Supplementary Material for: Spatiotemporal Dynamics of Complement C5a Production within Bacterial Extracellular Polymeric Substance

Opsonization and anaphylatoxin production are early events in the innate response to bacterial pathogens. Opsonization alone is frequently not lethal and production of anaphy-latoxins, especially C5a, allows for recruitment of cellular defenses. Complement biochemistry is extensively studied and computational models have been reported previously. However, a critical feature of complement-mediated attack is its spatial dependence: diffusion of mediators into and away from a bacterium is central to understanding C5a generation. Spatial dependence is especially important in biofilms, where diffusion limitation is crucial to bacterial counterdefense. Here we develop a model of opsonization and C5a production in the presence of a common blood-borne pathogen, Staphylococcus epidermidis. Our results indicate that when complement attacks a single cell, diffusion into the extracellular polymeric substance (EPS) is complete within 10 ms and that production of C5a peaks over the next 15 min. When longer diffusion lengths (as in an EPS-rich biofilm) are incorporated, diffusion limitation appears such that the intensity and duration of C5a production is increased. However, the amount of C5a produced under several likely clinical scenarios where single cells or sparse biofilms are present is below the kD of the C5a receptor suggesting that complement activation by a single bacterium may be difficult to detect when diffusion is taken into account.

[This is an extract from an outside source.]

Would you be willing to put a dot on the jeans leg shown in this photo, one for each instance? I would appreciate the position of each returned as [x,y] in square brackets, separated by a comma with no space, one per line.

调理作用（opsonization）与过敏毒素（anaphylatoxin）产生是机体针对细菌病原体产生固有免疫应答的早期事件。单独的调理作用通常不具备杀菌活性，而过敏毒素——尤其是C5a——的产生可招募细胞防御机制。补体生物化学已被广泛研究，相关计算模型此前也已有文献报道。然而，补体介导的免疫攻击存在一个核心特性：空间依赖性——即炎症介质向细菌周围扩散并脱离细菌的过程，是解析C5a生成机制的关键。空间依赖性在生物被膜（biofilms）中尤为显著，此时扩散限制对细菌的防御反击至关重要。 本研究针对常见血源性病原体表皮葡萄球菌（Staphylococcus epidermidis），构建了调理作用与C5a生成的计算模型。研究结果显示，当补体攻击单个细菌时，介质向细胞外聚合物（extracellular polymeric substance, EPS）的扩散可在10毫秒内完成，而C5a的生成量会在随后15分钟内达到峰值。当引入更长的扩散路径（如富含EPS的生物被膜场景）时，会出现扩散限制现象，使得C5a生成的强度与持续时间均有所提升。不过，在单个细菌或稀疏生物被膜存在的多种典型临床场景下，所产生的C5a浓度均低于C5a受体（C5a receptor）的解离常数（Kd），这提示当考虑扩散效应时，单一致病菌引发的补体激活可能难以被检测到。